Zunächst versuchte er es mit einem seiner Brüder zusammen, dann folgte die Trennung. Ihr Weg ging über die Balkanroute, die Türkei, Griechenland, dann Serbien, Mazedonien, Ungarn. Die Situation war schon in der Türkei und Griechenland sehr schwierig. „Wir haben zum Teil draußen gelebt“, erinnert sich Mazen Hassoun. „Oder auch in unter sehr problematischen hygienischen Verhältnissen in Mazedonien in Wohnungen von Schleppern.
Die Ankunft in Deutschland – Leben in der Schwebe
Schließlich kam er nach Deutschland und hatte Glück, denn er musste nicht in Sammelunterkünften wohnen, sondern konnte in Wohngemeinschaften leben. Zunächst verschlug es ihn nach Ostfriesland, in ein kleines Dorf, mit wenig Infrastruktur und nur wenigen Möglichkeiten, Lebensmittel zu kaufen, um sich zu versorgen.
„Über einen Freund bin ich schließlich nach Dortmund gekommen“, erzählt Mazen Hassoun. „Und dann hieß es warten.“ Und zwar lange und geduldig, es vergingen eineinhalb Jahre, ohne wirklich etwas tun zu können. Eine Arbeit oder auch einen Sprachkurs zu beginnen, war erst mit einer Aufenthaltsgenehmigung möglich.

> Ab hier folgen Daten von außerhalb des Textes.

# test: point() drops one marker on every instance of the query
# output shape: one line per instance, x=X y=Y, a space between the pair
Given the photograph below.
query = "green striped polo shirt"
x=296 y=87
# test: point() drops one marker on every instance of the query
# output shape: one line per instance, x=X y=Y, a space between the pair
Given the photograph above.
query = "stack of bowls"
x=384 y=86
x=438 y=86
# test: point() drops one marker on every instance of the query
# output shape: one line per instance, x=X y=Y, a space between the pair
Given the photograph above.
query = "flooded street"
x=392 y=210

„Ich habe trotzdem versucht die Zeit zu nutzen und Deutsch zu lernen und mir beispielsweise die Schriftzeichen und erste Grundbegriffe selbst beizubringen“, bemerkt Mazen Hassoun. Das zahlte sich schließlich aus, denn nachdem die Aufenthaltsgenehmigung erteilt worden war, konnte er gleich auf dem Niveau A2 in einen Sprachkurs einsteigen.
Die Zeit am Westfalen-Kolleg – „Ich habe mich hier nie wie ein Fremder gefühlt“
Das war ihm aber nicht genug. „Ich wollte nicht nur irgendeine Ausbildung machen, sondern studieren“, betont Mazen Hassoun. Dafür benötigte er aber das Abitur. So entschloss er sich zum Westfalen-Kolleg zu gehen und führte ein erstes Gespräch mit der Lehrerin, die als erste Anlaufstelle Geflüchtete am Westfalen-Kolleg betreut.

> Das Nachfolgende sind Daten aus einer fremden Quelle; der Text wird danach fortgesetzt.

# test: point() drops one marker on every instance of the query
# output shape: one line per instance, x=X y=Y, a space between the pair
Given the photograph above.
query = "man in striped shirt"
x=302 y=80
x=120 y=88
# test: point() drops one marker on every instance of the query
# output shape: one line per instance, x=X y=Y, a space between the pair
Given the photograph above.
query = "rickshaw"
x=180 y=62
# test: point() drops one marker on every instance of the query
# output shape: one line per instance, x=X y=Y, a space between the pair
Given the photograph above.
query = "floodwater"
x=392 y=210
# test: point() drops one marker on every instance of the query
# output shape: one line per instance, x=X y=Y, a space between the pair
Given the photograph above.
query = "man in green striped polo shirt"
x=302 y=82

„Ich musste zunächst den zweisemestrigen Vorkurs besuchen und habe das erst mal als Zeitverschwendung empfunden,“ erinnert er sich, „überhaupt noch mal so lange zur Schule gehen zu müssen, erschien mir verlorene Jahre zu sein.“ Seine Freunde, die in Syrien geblieben waren, hatten ihm sowieso vom Schulbesuch abgeraten.
„Die haben inzwischen ihr Studium beendet, sind Apotheker oder bereits in der Ausbildung zum Facharzt und haben mit ihrem Leben begonnen.“ Letztlich sei es aber doch sinnvoll gewesen: „Ich habe durch die Vorkurse viel gelernt, insbesondere was die Sprache anbetrifft.“ Außerdem war da immer dieser Traum, zu studieren, der habe ihn letztlich angetrieben und geholfen, weiter zu machen.
„Für uns Geflüchtete gelten immer besondere Anforderungen.“
„Trotzdem steht man immer unter Zeitdruck“, sagt Mazen Hassoun und erklärt: „Für uns Geflüchtete gelten immer besondere Anforderungen.“ Um den Aufenthaltstitel zu bekommen, müsse man sich bewähren, man müsse zeigen, dass man sich schnell integriert, und dafür seien dann besonders gute Leistungen erforderlich.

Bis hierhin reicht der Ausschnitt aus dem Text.